# The Marching Cubes Algorithm 2: Meshes & Marching Squares

## Mesh

### First steps into meshes

The first thing I had to do was to Google what a mesh is, because I really had no clue. A quick Wikipedia read and I am now a meshes expert! If you are also confused like I was by this term, it turns out being a really simple concept:

In 3D computer graphics and solid modeling, a polygon mesh is a collection of vertices, edges and faces that defines the shape of a polyhedral object. (Courtesy of Wikipedia)
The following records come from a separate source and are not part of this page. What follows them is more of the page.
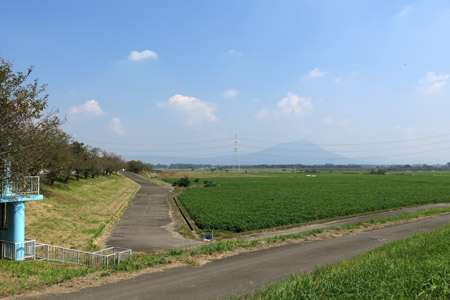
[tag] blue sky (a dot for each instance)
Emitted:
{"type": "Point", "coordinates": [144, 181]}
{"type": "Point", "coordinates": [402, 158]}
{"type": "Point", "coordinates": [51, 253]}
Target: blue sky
{"type": "Point", "coordinates": [141, 78]}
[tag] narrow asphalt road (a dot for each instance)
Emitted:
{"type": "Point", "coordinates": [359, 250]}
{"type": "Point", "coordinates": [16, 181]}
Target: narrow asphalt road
{"type": "Point", "coordinates": [146, 223]}
{"type": "Point", "coordinates": [243, 273]}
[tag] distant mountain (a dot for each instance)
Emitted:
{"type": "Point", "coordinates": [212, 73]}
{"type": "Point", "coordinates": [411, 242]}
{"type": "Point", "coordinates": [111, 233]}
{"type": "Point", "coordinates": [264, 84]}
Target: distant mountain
{"type": "Point", "coordinates": [298, 152]}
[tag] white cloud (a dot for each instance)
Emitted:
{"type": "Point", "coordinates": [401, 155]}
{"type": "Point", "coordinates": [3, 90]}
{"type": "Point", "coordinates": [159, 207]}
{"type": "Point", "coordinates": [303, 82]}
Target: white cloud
{"type": "Point", "coordinates": [195, 110]}
{"type": "Point", "coordinates": [116, 126]}
{"type": "Point", "coordinates": [316, 73]}
{"type": "Point", "coordinates": [146, 54]}
{"type": "Point", "coordinates": [338, 80]}
{"type": "Point", "coordinates": [230, 93]}
{"type": "Point", "coordinates": [234, 53]}
{"type": "Point", "coordinates": [89, 107]}
{"type": "Point", "coordinates": [292, 104]}
{"type": "Point", "coordinates": [432, 82]}
{"type": "Point", "coordinates": [344, 123]}
{"type": "Point", "coordinates": [262, 114]}
{"type": "Point", "coordinates": [404, 11]}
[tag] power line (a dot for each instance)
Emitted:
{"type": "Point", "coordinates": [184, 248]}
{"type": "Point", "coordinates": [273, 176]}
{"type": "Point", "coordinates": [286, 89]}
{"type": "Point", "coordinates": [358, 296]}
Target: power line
{"type": "Point", "coordinates": [351, 144]}
{"type": "Point", "coordinates": [155, 144]}
{"type": "Point", "coordinates": [345, 151]}
{"type": "Point", "coordinates": [355, 158]}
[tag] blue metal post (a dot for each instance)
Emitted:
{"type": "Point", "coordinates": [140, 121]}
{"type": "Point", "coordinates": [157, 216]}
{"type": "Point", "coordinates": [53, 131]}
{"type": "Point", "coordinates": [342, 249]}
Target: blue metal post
{"type": "Point", "coordinates": [15, 214]}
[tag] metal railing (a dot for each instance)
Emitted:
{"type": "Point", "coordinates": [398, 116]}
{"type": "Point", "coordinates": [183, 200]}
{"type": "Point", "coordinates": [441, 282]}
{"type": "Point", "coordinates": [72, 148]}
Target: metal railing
{"type": "Point", "coordinates": [32, 250]}
{"type": "Point", "coordinates": [27, 185]}
{"type": "Point", "coordinates": [109, 256]}
{"type": "Point", "coordinates": [18, 251]}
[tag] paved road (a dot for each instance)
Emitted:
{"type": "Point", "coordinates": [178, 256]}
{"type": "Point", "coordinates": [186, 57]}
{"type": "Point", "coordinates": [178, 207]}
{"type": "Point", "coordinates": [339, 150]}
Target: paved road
{"type": "Point", "coordinates": [242, 274]}
{"type": "Point", "coordinates": [146, 223]}
{"type": "Point", "coordinates": [346, 221]}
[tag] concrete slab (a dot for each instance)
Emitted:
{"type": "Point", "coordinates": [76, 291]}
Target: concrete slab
{"type": "Point", "coordinates": [147, 224]}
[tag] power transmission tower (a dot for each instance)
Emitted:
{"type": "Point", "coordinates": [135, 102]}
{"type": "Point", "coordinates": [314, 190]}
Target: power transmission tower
{"type": "Point", "coordinates": [236, 165]}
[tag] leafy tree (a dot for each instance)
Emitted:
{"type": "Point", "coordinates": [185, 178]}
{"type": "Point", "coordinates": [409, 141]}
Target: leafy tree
{"type": "Point", "coordinates": [137, 166]}
{"type": "Point", "coordinates": [24, 126]}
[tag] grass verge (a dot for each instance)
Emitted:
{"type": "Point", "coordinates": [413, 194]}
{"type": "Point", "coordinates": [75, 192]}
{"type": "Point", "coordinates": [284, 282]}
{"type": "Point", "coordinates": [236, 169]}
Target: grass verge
{"type": "Point", "coordinates": [414, 268]}
{"type": "Point", "coordinates": [73, 215]}
{"type": "Point", "coordinates": [20, 277]}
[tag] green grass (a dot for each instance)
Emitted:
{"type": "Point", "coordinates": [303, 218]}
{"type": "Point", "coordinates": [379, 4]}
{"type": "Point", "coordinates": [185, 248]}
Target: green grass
{"type": "Point", "coordinates": [415, 268]}
{"type": "Point", "coordinates": [20, 277]}
{"type": "Point", "coordinates": [253, 203]}
{"type": "Point", "coordinates": [73, 215]}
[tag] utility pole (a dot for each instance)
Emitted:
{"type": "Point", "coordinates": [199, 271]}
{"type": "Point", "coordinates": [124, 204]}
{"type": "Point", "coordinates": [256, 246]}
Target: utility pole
{"type": "Point", "coordinates": [236, 165]}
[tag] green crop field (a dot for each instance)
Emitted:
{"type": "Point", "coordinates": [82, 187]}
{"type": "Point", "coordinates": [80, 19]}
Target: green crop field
{"type": "Point", "coordinates": [251, 203]}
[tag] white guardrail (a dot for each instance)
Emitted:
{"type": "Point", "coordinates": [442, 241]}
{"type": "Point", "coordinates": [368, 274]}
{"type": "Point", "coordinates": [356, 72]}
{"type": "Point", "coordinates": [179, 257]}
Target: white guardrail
{"type": "Point", "coordinates": [23, 186]}
{"type": "Point", "coordinates": [32, 249]}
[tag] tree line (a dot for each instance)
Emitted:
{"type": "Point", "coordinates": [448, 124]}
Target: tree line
{"type": "Point", "coordinates": [33, 143]}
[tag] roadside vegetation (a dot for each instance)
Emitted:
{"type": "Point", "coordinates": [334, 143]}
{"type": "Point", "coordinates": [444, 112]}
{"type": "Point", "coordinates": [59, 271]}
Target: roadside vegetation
{"type": "Point", "coordinates": [74, 215]}
{"type": "Point", "coordinates": [21, 277]}
{"type": "Point", "coordinates": [414, 268]}
{"type": "Point", "coordinates": [254, 203]}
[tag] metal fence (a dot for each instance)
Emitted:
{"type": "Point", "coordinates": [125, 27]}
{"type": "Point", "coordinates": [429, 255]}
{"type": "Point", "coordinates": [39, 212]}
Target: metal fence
{"type": "Point", "coordinates": [32, 250]}
{"type": "Point", "coordinates": [18, 251]}
{"type": "Point", "coordinates": [24, 185]}
{"type": "Point", "coordinates": [109, 256]}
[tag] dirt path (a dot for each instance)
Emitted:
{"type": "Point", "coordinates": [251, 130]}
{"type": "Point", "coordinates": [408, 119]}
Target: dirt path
{"type": "Point", "coordinates": [243, 273]}
{"type": "Point", "coordinates": [147, 224]}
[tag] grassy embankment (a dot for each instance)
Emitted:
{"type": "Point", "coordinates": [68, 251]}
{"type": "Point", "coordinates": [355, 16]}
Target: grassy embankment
{"type": "Point", "coordinates": [415, 268]}
{"type": "Point", "coordinates": [19, 277]}
{"type": "Point", "coordinates": [71, 215]}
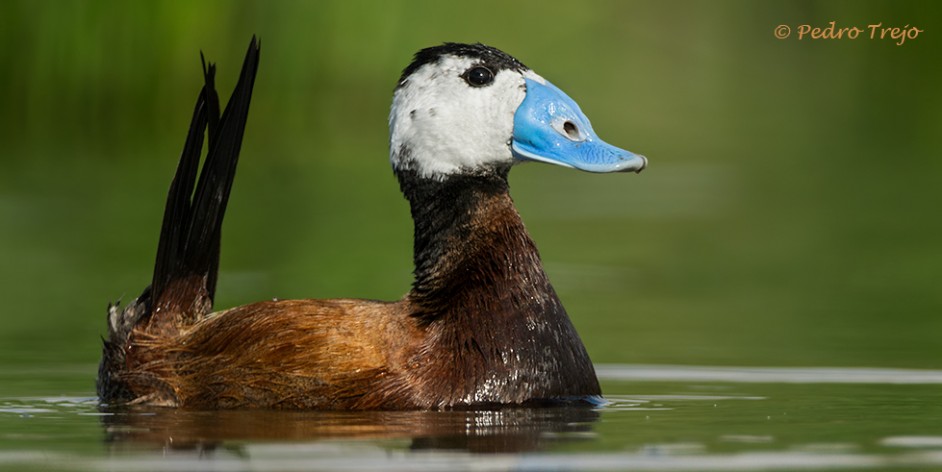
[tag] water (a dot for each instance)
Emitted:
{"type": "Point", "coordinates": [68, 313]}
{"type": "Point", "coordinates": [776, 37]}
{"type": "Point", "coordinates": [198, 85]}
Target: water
{"type": "Point", "coordinates": [657, 418]}
{"type": "Point", "coordinates": [789, 217]}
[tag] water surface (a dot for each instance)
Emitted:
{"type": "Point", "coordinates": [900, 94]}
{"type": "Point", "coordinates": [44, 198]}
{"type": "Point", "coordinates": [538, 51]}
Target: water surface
{"type": "Point", "coordinates": [656, 418]}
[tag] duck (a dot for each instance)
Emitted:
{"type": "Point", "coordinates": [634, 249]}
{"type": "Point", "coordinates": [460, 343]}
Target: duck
{"type": "Point", "coordinates": [481, 324]}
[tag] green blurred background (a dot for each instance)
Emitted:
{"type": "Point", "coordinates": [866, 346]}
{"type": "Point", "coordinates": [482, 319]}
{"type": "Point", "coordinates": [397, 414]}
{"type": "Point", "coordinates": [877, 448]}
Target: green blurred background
{"type": "Point", "coordinates": [789, 215]}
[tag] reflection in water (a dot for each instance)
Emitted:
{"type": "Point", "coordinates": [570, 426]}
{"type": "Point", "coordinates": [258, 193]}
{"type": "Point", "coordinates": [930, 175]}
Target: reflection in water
{"type": "Point", "coordinates": [483, 431]}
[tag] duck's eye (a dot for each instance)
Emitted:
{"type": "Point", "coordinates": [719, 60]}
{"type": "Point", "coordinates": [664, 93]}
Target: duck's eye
{"type": "Point", "coordinates": [478, 76]}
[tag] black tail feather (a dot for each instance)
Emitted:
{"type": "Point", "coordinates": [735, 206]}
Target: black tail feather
{"type": "Point", "coordinates": [187, 263]}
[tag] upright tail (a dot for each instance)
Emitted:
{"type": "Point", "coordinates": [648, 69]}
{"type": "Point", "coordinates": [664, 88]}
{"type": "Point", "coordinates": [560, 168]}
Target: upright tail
{"type": "Point", "coordinates": [185, 272]}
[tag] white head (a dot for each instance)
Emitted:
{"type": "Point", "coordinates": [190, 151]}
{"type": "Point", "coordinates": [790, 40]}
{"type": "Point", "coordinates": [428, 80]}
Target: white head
{"type": "Point", "coordinates": [460, 108]}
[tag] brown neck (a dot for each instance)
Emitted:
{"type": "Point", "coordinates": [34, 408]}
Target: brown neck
{"type": "Point", "coordinates": [493, 318]}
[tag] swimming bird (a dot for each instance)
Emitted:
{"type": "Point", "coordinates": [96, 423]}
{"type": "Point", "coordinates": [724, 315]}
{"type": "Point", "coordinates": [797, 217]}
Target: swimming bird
{"type": "Point", "coordinates": [481, 325]}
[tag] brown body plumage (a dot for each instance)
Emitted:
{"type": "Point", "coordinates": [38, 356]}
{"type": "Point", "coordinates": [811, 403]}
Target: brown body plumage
{"type": "Point", "coordinates": [481, 325]}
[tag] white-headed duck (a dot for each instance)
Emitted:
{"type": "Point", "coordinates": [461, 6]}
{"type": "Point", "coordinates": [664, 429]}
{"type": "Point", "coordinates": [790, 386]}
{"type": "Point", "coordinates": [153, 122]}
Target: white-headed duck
{"type": "Point", "coordinates": [481, 325]}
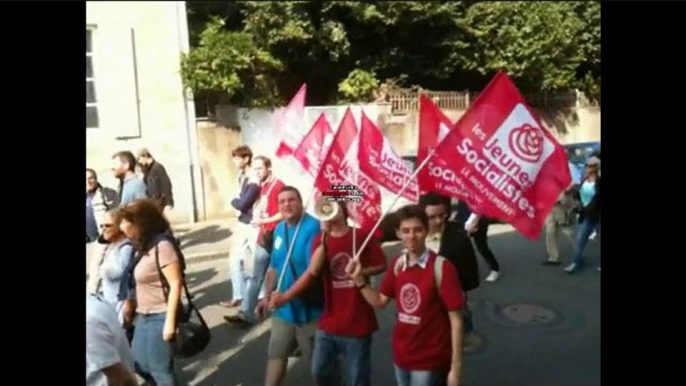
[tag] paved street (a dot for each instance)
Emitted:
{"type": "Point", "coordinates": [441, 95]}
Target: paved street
{"type": "Point", "coordinates": [536, 326]}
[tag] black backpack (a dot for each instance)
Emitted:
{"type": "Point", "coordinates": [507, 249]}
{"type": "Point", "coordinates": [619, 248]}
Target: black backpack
{"type": "Point", "coordinates": [192, 337]}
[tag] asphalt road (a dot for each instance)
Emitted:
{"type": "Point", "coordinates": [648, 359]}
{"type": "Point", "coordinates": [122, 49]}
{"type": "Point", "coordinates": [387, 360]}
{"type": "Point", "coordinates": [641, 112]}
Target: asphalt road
{"type": "Point", "coordinates": [536, 326]}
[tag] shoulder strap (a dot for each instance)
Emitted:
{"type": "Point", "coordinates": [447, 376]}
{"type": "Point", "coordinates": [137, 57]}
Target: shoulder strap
{"type": "Point", "coordinates": [438, 270]}
{"type": "Point", "coordinates": [398, 265]}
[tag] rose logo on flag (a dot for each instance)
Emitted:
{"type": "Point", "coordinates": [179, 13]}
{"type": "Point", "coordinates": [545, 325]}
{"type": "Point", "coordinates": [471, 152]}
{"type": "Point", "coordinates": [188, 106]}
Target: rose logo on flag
{"type": "Point", "coordinates": [410, 299]}
{"type": "Point", "coordinates": [338, 264]}
{"type": "Point", "coordinates": [527, 143]}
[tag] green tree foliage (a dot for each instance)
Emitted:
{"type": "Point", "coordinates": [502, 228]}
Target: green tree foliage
{"type": "Point", "coordinates": [359, 86]}
{"type": "Point", "coordinates": [229, 64]}
{"type": "Point", "coordinates": [343, 49]}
Even though I was trying to accomplish it in 2D, I think you got the idea (and if you didn’t, you wil soon, just keep reading :p): I am going to try to smooth out the borders of the caves from my previous post.

### The algorithm

The algorithm is the same as the one we discussed before for the 3D case, but in 2D (that’s why it’s called “Marching Squares”). We start by dividing our space into squares, each one having his 4 vertices on 4 adjacent pixels in the drawing (see Figure 1 for an example).

Each one of these squares will have 4 control points, one on each one of the square’s edges. These points will then be connected based on which vertices have to be inside the wall and which have to be outside; figure 2 displays all the (16) possible combinations.

Unfortunately, I had to stop working on this “series” of blog posts because of school reasons :( Hopefully, one day I’ll come back to it.